3. The method for extracting web page information as claimed in claim 2, wherein the pre-preprocessing in step S1 includes the following steps:

s1-1, cleaning the target webpage original text, removing interference information and obtaining a cleaned target webpage;

step S1-2: and establishing a webpage sample based on the cleaned target webpage, and learning the webpage sample to obtain a field extraction rule.

4. The method for extracting web page information as claimed in claim 2, wherein the format of the field extraction rule is a regular expression.

5. A method for extracting web page information as claimed in claim 3, wherein said disturbance information includes comments, script codes, and predefined texts.

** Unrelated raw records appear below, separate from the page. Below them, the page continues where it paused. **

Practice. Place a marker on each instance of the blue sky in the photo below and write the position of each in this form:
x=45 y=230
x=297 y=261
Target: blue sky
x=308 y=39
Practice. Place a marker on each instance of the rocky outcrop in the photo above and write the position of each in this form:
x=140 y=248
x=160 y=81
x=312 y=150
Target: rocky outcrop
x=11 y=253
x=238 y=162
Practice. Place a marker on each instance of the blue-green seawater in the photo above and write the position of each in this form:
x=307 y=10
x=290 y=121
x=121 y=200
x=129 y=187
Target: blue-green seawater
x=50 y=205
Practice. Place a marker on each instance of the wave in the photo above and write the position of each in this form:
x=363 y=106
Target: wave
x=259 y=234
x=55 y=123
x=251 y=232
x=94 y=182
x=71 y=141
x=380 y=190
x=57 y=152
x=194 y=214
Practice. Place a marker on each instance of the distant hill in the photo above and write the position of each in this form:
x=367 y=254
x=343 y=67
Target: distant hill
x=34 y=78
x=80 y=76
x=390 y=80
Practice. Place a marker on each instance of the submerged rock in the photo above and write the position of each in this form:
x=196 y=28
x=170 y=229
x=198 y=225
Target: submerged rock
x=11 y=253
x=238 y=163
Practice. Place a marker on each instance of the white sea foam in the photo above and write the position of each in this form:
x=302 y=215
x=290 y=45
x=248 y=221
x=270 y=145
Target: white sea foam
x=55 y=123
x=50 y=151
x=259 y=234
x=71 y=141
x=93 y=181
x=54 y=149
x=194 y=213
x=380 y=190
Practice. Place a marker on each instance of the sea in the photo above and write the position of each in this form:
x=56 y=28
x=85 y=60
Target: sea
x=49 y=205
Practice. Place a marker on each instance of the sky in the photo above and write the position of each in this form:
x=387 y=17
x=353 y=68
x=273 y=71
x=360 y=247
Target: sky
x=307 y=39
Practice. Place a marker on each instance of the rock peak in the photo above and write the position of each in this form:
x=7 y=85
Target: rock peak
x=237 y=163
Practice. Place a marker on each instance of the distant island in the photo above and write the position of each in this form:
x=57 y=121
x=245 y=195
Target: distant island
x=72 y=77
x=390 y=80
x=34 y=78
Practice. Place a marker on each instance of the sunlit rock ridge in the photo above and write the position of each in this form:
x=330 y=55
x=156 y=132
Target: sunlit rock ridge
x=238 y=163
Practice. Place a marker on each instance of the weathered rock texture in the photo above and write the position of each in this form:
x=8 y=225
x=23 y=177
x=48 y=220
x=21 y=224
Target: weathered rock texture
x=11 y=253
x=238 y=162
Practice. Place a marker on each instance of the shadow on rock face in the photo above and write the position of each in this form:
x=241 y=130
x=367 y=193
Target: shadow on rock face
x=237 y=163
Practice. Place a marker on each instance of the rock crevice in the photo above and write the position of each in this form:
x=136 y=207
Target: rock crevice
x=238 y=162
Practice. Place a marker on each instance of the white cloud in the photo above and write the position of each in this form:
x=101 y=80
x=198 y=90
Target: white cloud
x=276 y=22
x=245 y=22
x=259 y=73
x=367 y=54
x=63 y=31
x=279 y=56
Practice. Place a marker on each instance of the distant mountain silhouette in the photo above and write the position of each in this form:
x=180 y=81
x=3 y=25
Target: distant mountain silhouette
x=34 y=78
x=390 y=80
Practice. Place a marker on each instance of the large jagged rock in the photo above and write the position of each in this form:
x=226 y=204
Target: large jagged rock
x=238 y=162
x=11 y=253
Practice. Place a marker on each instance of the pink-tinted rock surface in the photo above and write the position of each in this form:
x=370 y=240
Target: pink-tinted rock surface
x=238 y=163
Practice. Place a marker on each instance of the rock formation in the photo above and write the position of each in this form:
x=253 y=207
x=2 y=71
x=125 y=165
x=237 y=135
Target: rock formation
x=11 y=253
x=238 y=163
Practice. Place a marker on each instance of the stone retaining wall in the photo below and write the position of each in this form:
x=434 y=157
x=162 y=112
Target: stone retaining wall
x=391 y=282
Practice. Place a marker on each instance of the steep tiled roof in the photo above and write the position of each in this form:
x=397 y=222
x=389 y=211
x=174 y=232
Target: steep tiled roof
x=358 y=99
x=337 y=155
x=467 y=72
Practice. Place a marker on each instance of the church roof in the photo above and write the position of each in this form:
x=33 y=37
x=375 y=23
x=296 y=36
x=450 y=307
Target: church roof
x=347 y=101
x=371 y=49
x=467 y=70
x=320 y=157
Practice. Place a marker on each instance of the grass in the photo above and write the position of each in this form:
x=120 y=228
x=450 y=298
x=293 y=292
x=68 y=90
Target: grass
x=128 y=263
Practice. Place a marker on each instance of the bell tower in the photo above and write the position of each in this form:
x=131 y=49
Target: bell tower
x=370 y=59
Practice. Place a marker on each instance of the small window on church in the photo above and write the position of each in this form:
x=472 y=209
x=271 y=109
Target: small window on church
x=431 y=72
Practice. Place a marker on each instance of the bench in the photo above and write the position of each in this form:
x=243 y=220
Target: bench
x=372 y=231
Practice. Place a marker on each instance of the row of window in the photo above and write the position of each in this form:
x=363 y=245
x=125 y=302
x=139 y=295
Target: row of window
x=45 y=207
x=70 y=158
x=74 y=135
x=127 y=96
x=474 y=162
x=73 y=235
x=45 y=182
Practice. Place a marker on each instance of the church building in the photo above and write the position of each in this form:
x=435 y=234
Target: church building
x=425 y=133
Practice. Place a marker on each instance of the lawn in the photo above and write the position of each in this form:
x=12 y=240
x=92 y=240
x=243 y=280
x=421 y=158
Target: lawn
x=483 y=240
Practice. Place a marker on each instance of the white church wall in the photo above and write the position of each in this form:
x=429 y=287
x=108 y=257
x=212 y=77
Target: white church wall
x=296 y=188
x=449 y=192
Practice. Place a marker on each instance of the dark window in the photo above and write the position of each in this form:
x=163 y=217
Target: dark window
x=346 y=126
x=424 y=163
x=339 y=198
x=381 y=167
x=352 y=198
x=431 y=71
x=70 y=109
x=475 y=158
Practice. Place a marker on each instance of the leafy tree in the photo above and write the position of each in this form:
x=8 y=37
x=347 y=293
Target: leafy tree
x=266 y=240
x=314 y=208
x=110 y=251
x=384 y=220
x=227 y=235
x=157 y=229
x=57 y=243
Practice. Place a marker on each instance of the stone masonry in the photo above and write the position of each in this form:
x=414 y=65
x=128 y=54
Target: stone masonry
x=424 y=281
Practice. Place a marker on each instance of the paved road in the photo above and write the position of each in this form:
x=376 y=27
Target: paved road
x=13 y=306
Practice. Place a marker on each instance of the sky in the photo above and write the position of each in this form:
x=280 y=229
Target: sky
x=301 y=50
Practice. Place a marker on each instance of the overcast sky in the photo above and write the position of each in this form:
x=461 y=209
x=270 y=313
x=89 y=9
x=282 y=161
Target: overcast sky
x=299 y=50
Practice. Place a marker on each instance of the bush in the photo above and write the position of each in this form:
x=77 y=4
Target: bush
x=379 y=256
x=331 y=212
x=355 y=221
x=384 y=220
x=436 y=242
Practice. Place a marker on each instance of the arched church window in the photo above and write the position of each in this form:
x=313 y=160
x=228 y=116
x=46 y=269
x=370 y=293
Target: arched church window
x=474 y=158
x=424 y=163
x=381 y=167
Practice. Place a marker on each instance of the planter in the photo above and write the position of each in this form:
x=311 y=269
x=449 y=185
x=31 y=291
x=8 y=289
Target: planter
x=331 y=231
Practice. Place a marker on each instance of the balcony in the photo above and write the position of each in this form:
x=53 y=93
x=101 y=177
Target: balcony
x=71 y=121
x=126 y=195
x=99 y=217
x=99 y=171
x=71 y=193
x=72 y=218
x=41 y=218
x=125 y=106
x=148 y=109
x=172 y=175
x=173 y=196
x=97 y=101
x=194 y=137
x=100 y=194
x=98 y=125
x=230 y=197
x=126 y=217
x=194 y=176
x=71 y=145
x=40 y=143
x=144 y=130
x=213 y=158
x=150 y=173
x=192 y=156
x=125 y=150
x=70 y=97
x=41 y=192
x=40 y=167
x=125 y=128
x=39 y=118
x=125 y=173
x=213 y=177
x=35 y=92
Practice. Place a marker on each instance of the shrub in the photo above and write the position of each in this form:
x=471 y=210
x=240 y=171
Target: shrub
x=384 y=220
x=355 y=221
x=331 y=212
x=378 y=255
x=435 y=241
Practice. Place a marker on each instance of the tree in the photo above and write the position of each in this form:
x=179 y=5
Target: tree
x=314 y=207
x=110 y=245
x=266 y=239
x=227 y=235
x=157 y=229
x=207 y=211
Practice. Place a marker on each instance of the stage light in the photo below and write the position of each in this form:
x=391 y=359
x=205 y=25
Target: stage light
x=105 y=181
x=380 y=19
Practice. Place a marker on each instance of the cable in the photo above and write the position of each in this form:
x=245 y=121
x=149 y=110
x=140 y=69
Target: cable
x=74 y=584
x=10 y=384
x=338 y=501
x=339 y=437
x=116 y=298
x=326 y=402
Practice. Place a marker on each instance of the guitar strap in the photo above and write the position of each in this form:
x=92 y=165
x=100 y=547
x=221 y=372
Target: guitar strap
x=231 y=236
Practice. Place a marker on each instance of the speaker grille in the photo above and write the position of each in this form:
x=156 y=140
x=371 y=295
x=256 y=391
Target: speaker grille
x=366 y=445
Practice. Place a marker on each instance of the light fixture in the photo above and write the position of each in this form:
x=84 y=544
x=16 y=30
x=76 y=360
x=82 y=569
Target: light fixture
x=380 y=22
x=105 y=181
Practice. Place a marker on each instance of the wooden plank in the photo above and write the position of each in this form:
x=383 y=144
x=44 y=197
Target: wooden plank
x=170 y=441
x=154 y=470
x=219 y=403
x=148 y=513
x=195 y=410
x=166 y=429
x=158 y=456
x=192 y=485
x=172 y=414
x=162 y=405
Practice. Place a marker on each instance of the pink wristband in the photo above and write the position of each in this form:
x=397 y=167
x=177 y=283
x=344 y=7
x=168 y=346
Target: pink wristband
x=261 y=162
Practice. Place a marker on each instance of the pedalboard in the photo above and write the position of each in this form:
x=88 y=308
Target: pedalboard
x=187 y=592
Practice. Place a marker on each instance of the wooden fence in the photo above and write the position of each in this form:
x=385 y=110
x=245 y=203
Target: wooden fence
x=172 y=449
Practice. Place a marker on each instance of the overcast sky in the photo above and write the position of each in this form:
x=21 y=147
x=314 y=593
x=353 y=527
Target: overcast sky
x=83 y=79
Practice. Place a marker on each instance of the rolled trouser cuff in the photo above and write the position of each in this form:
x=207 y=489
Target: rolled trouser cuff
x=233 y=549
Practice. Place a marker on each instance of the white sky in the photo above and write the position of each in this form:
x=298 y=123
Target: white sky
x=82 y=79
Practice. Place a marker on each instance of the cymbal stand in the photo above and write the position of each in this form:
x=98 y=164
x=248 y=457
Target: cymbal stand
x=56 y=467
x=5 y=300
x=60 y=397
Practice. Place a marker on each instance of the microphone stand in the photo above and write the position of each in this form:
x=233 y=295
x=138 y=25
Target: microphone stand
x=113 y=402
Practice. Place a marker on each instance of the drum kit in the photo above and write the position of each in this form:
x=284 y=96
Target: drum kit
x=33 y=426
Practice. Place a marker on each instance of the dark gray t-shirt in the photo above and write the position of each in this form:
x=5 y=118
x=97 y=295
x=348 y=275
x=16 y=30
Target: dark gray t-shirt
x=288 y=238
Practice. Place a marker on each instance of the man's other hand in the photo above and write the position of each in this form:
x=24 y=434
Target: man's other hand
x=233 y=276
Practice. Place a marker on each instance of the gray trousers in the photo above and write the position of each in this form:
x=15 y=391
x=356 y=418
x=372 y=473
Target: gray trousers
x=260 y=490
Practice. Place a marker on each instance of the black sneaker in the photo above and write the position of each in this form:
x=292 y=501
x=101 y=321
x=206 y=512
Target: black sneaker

6. The method for extracting web page information as claimed in claim 3, wherein the step of obtaining the field extraction rule in the step S1-2 comprises the following steps:

randomly selecting a part of webpages from the target webpages as webpage samples, acquiring field information according to the webpage samples, and verifying the correctness of the acquired field information;

if the field information is wrong, acquiring a corresponding field extraction rule, and submitting a request for modifying the field extraction rule;

modified field extraction rules are received and replaced.

7. The method for extracting web page information as claimed in claim 3, wherein said step S2 specifically includes the following steps:

step S2-1: reading in a target webpage, and analyzing a header part and a text part of the target webpage;

step S2-2: acquiring meta information in a meta tag from a header part of the target webpage;

step S2-3: acquiring field information related to a profile from a header part of the target webpage, wherein the profile comprises a title, a source and time information;

step S2-4: acquiring field information from the text part of the target webpage;

step S2-5: the field information obtained in step S2-3 and step S2-4 is optimally supplemented based on the meta information obtained in the above-described step S2-2.

8. The method for extracting information on web pages as claimed in claim 3, wherein in said step S3, includes cleaning the obtained field information to remove the interference information, said interference information includes comment information, style label, predefined text.

9. The method for extracting web page information as claimed in claim 3, wherein in said step S3, further comprising detecting said obtained field information to determine whether a field extraction rule is satisfied.

10. A web page information extraction system is characterized by comprising:

a: the front-end processing module: the method is used for preprocessing the target website page before extracting the field information, and specifically comprises the following steps:

a01: a rule determination module: the method comprises the steps of learning elements of a website page, acquiring field extraction rules of the website page, and storing the field extraction rules to a field extraction rule base;

a02: the first cleaning module is used for cleaning the original text or field information of the website page and removing interference information;

11. The system for extracting web page information according to claim 10, further comprising an output processing module, wherein the output processing module is configured to perform optimization and correctness verification on the extracted field information, and specifically comprises:

a second cleaning module: the field information extraction module is used for cleaning the extracted field information and removing interference information;

a detection and verification module: and the field information is used for detecting the obtained field information and judging whether the field information accords with the field extraction rule.

12. An electronic device, characterized in that the device comprises a processor and a memory,

the memory is used for storing an executable program;

the processor is used for executing the executable program to realize a webpage information extraction method of one of claims 1 to 9.